Marco Minghetti, an Italian moderate, negotiates a …

Years: 1864 - 1864
September
Marco Minghetti, an Italian moderate, negotiates a compromise solution in the September Convention of 1864, which calls for the withdrawal of French troops from Rome in exchange for an Italian pledge to respect the pope's temporal sovereignty and to remain out of Rome.

A secret clause in the agreement also binds Italy to transfer its capital from Turin to Florence, thus implicitly abandoning the Cavourian claim to Rome.

When this clause becomes known, severe riots occur on September 21-22 in Turin, leaving thirty people dead and causing the fall of the Minghetti government.

When the Second Italian War of Independence broke out in 1859 between Austria and the northern Italian kingdom of Piedmont-Sardinia, the Second French Empire had joined the war on the Italian side; the war had concluded with an Austrian defeat at Solferino.

In return for this intervention, Piedmont had ceded the County of Nice (which included the city of Nice and the rugged Alpine territory to its north and east) and the Duchy of Savoy.

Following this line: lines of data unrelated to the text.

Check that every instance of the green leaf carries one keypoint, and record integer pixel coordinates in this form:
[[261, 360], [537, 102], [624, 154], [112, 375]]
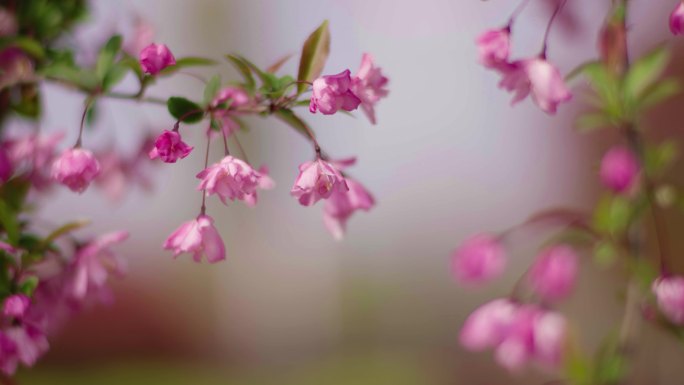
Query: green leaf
[[605, 254], [613, 215], [210, 90], [105, 59], [592, 121], [190, 61], [659, 158], [184, 110], [8, 220], [115, 75], [80, 77], [64, 229], [294, 121], [29, 285], [314, 55], [660, 92], [645, 72], [239, 63]]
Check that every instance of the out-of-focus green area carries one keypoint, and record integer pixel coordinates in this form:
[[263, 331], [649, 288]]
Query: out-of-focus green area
[[370, 369]]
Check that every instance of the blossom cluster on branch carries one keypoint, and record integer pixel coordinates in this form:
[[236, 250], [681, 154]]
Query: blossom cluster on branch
[[46, 271], [626, 233]]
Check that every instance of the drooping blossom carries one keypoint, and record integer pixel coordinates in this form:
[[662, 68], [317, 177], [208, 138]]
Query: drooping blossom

The deputies of the first Italian Parliament had assembled in Turin on February 18, 1861.

On March 17, 1861, the Parliament had proclaimed Victor Emmanuel II King of Italy, and on March 27, 1861, Rome had been declared the capital of the Kingdom of Italy.

However, the Italian Government could not take its seat in Rome because a French garrison (which had overthrown the Roman Republic) is defending Pope Pius IX, maintained here by Napoleon III of France and commanded by general Christophe Léon Louis Juchault de Lamoricière.